TE Connectivity reported Q2 FY2026 revenue of $4.74 billion and adjusted EPS of $2.73, slightly ahead of consensus, while sales rose 14.5% year over year with 7% organic growth. The company raised its fiscal 2026 AI revenue target to $2.35 billion-$2.4 billion from $2.2 billion and guided June-quarter revenue of $5.0 billion and EPS of $2.83, both above Street estimates. Evercore ISI reiterated an Outperform rating and $260 price target, although pre-market shares fell despite the beat.

Analysis

TEL’s print matters less as a beat-and-raise than as proof that AI/networking demand is no longer just an order-book story; it is showing up in margin mix and management willingness to reinvest. The second-order implication is that the earnings power of industrial connectivity suppliers is becoming more levered to data-center buildouts than to classic transportation cycles, which should widen the valuation gap versus slower-growth electrical/component peers over the next 2-4 quarters. The market’s immediate risk is over-anchoring on the quarter-over-quarter softness in the higher-multiple AI bucket and missing that pipeline quality is the leading indicator, not the quarterly revenue print.
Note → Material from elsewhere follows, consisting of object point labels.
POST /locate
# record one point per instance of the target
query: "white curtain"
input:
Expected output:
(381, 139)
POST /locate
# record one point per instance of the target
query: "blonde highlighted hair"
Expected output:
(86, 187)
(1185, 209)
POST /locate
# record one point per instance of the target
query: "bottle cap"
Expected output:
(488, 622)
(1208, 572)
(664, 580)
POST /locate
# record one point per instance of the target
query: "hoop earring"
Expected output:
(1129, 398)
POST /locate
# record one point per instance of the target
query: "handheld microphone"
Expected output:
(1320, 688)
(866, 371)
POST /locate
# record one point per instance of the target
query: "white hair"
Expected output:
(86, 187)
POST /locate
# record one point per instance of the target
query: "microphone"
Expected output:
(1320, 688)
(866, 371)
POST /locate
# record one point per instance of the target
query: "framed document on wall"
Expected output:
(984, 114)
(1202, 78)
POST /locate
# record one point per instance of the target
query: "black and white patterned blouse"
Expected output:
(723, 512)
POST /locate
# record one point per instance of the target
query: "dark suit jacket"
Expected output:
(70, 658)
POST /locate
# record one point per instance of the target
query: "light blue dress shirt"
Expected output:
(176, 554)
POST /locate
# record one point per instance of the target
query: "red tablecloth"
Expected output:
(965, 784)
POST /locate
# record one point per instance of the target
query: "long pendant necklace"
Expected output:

If AI-related revenue continues compounding into fiscal 2026 as guided, TEL can sustain premium multiple support even with near-term margin pressure from investment spend; if not, the stock’s rerating is vulnerable because expectations have become more self-reinforcing after an 85% run. The contrarian read is that the stock may not be “cheap” even if fair-value screens imply upside, because the market is now paying for duration in AI exposure plus defensive margin quality. The upside case is therefore not just beat-and-raise, but a continued shift in mix toward data-center and energy infrastructure, which should pull consensus EPS estimates higher over the next several months. The main reversal trigger is any sign that AI orders are being pulled forward rather than expanding structurally, which would compress the premium quickly. Broader rate/credit conditions also matter: if industrial capex financing tightens, the Transportation weakness could stop being a one-off and become a cycle signal. That would pressure the narrative around TEL as an AI beneficiary and re-rate the name back toward a cyclical component supplier rather than an infrastructure compounder.